Long road of confusion on ‘one small step for man’ - GulfToday

Long road of confusion on ‘one small step for man’

Birjees Hussain

She has more than 10 years of experience in writing articles on a range of topics including health, beauty, lifestyle, finance, management and Quality Management.

She has more than 10 years of experience in writing articles on a range of topics including health, beauty, lifestyle, finance, management and Quality Management.


The photo has been used for illustrative purposes.

Last weekend was the 50th anniversary of the Apollo 11 moon landings. That was when man first walked on the moon and Buzz Aldrin uttered those unforgettable words ‘that’s one small step for man, one giant leap for mankind’.

Since virtually every television station is awash with news and background information about the moon landings of 1969, I don’t think there is a need for me to reiterate what they are saying. However, that being said, in some circles of skeptics there are numerous conspiracy theories surrounding that moon landing. For example, the first is whether or not that moon landing actually took place. Some reckon it did not and that it was one humongous hoax played on the world by NASA who set up a Hollywood like stage and televised it for the rest of the word. Why they would do that is hard to tell but something did strike me as being odd yesterday.

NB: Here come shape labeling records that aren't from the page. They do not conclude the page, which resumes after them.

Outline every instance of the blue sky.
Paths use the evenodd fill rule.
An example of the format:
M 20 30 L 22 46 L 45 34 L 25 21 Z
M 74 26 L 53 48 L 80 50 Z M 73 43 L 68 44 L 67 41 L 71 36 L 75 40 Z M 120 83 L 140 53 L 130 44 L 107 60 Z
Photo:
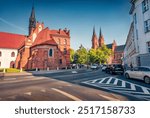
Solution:
M 0 0 L 0 31 L 28 34 L 33 0 Z M 93 26 L 105 43 L 124 44 L 129 31 L 129 0 L 34 0 L 35 15 L 50 29 L 68 28 L 71 47 L 91 48 Z

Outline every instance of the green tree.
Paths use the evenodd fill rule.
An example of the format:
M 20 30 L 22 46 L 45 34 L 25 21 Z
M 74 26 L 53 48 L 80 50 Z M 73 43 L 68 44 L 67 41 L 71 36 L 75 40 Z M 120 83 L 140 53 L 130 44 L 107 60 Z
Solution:
M 90 63 L 107 63 L 107 60 L 111 56 L 112 51 L 107 48 L 106 45 L 103 45 L 101 48 L 98 49 L 90 49 L 88 52 L 89 55 L 89 62 Z
M 95 49 L 92 48 L 89 50 L 88 60 L 89 60 L 89 63 L 95 63 L 96 62 L 97 57 L 96 57 L 96 50 Z
M 100 63 L 107 63 L 108 59 L 112 55 L 112 50 L 107 48 L 106 45 L 103 45 L 100 50 L 103 52 L 101 55 Z
M 86 48 L 84 48 L 82 45 L 79 47 L 79 49 L 75 53 L 75 57 L 77 58 L 78 64 L 86 64 L 88 60 L 88 52 Z
M 74 56 L 75 56 L 75 51 L 73 49 L 70 49 L 70 62 L 74 62 Z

One astronaut who was part of the Apollo 11 mission was being interviewed on a news channel. He was asked to describe his feelings and what he saw when he stepped out of the lunar module for the first time. I was expecting some amazing description of what he saw when he looked up but to my consternation, and in my humble opinion, for an astronaut who’d been on the moon he wasn’t able to say much about what the sky was like or what the moon was like except that the sun was very bright! I think we could all say that without ever having to leave our living rooms!

The second conspiracy theory states, yes, they did go to the moon but they are hiding what they saw. Some conspiracy theories reckon that aliens had set up base on the far side of the moon, that the Apollo 11 astronauts had seen them but are hiding that encounter from the rest of the world. My response would be that if aliens had indeed set up base there, why had they not contacted earth in 50 years? Or why had no one, especially SETI, picked up any signals from the moon?

The third puzzling question many skeptics are asking is if they did go to the moon in 1969 when technology was in its infancy, in the 50 years since, with the astronomical advances in technology, why have they not gone again!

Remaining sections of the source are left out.